DWSIM Integration

DWSIM is a free, open-source chemical process simulator with thermodynamic engines (Peng-Robinson, SRK, UNIFAC).

Setup

1. Install DWSIM from dwsim.org/downloads
2. Install pythonnet: pip install pythonnet
3. Set the path: export DWSIM_PATH=/path/to/dwsim

Usage

from methanol_apc_env.integrations import DWSIMIntegration

dwsim = DWSIMIntegration()
print(f"DWSIM available: {dwsim.is_available}")

# Get thermodynamic properties (uses DWSIM if available, else internal SRK)
thermo = dwsim.get_thermodynamic_properties(
    T=523.15,  # 250°C in Kelvin
    P=80e5,    # 80 bar in Pascals
    composition={"CO": 0.1, "H2": 0.6, "CO2": 0.05, "CH3OH": 0.01}
)

print(f"Source: {thermo.source}")
print(f"Fugacity coefficients: {thermo.fugacity_coefficients}")
print(f"Compressibility Z: {thermo.compressibility_factor}")
print(f"Heat capacity Cp: {thermo.heat_capacity_cp} J/(mol·K)")

Loading Flowsheets

# Load an existing DWSIM flowsheet for high-fidelity simulation
dwsim.load_flowsheet("my_methanol_plant.dwxmz")

# Now get_thermodynamic_properties() uses the flowsheet's property package
thermo = dwsim.get_thermodynamic_properties(T=523.15, P=80e5)

Stream Export

Export the current reactor state as a DWSIM-compatible material stream:

from methanol_apc_env.server.reactor_sim import ReactorState

state = ReactorState()
state.temperature = 255.0
state.pressure = 82.0
stream = dwsim.export_stream(state)
# Returns JSON-serializable dict for DWSIM import

Fallback Behavior

When DWSIM is not installed, the integration automatically uses a pure-Python SRK cubic equation of state implementation.
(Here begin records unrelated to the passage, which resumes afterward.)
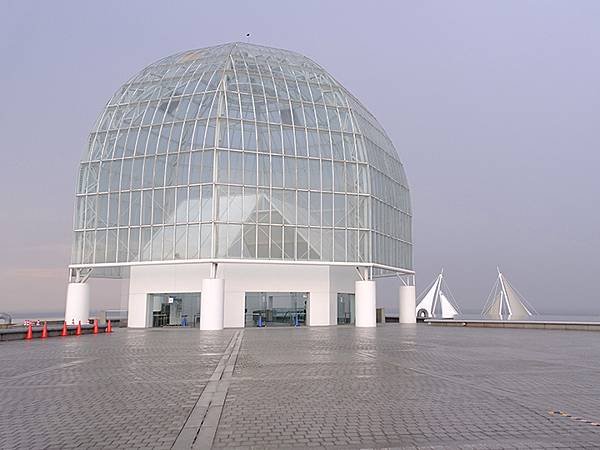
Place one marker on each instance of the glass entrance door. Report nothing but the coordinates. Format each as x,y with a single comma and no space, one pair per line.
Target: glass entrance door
175,309
276,308
345,308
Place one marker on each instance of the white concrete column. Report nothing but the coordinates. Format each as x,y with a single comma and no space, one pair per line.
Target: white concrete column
78,303
365,303
212,304
407,307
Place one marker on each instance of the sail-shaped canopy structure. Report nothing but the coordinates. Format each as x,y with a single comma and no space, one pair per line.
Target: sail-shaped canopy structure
505,302
437,301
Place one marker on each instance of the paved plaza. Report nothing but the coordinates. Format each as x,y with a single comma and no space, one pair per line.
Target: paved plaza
394,386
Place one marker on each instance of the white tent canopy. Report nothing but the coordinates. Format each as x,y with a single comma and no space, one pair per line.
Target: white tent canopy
437,301
505,301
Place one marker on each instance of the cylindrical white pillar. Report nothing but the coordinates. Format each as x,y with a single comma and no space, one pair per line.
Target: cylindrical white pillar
365,303
212,304
78,303
407,311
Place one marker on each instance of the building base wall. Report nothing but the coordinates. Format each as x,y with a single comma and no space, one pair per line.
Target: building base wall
321,282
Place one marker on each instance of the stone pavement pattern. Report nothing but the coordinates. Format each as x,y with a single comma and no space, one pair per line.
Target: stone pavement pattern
394,386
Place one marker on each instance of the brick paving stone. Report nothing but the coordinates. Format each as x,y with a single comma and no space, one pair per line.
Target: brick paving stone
393,387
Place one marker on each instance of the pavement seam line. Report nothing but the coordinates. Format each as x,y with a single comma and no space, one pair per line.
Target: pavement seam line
202,416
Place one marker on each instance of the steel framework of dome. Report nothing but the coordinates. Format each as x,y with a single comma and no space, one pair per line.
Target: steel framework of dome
236,154
240,152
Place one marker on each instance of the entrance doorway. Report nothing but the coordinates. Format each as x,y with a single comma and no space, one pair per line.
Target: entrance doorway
346,310
175,310
276,308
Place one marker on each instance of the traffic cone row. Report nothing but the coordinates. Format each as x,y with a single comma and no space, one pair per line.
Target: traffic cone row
65,330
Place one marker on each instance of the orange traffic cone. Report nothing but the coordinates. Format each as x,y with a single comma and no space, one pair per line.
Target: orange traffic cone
29,334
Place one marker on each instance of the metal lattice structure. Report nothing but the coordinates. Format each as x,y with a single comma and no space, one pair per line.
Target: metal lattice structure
240,152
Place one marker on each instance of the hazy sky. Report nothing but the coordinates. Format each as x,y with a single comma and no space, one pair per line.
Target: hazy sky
493,106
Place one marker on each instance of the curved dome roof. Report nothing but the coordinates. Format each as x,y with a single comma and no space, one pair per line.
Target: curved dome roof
240,151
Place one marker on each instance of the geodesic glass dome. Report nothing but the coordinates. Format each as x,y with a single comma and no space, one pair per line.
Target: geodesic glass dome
239,152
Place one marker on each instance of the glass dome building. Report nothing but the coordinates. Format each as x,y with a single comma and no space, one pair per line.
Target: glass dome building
242,168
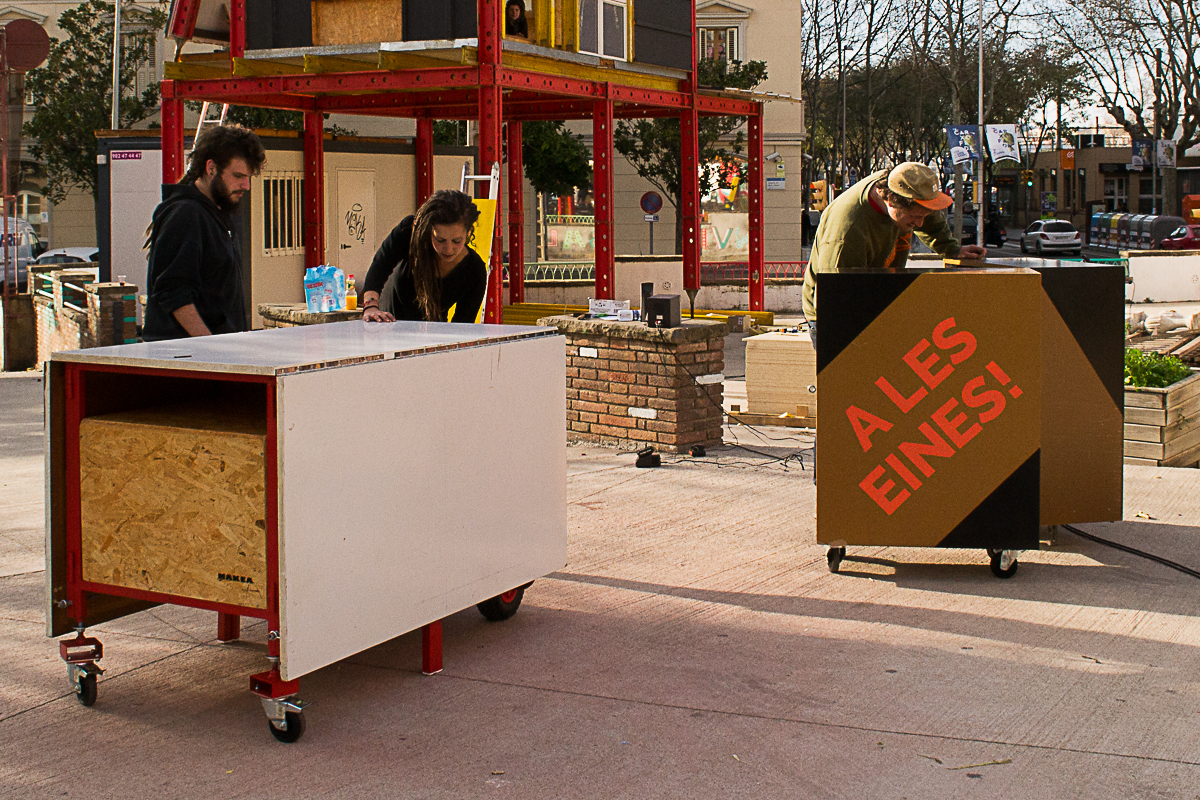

The API is identical — only thermo.source changes from "dwsim" to "internal_srk".

The internal SRK implementation:

• Solves the SRK cubic EOS for compressibility factor Z via Newton's method
• Calculates fugacity coefficients for H₂, CO, CO₂, CH₃OH, H₂O, N₂, CH₄
• Estimates enthalpy, entropy, and heat capacity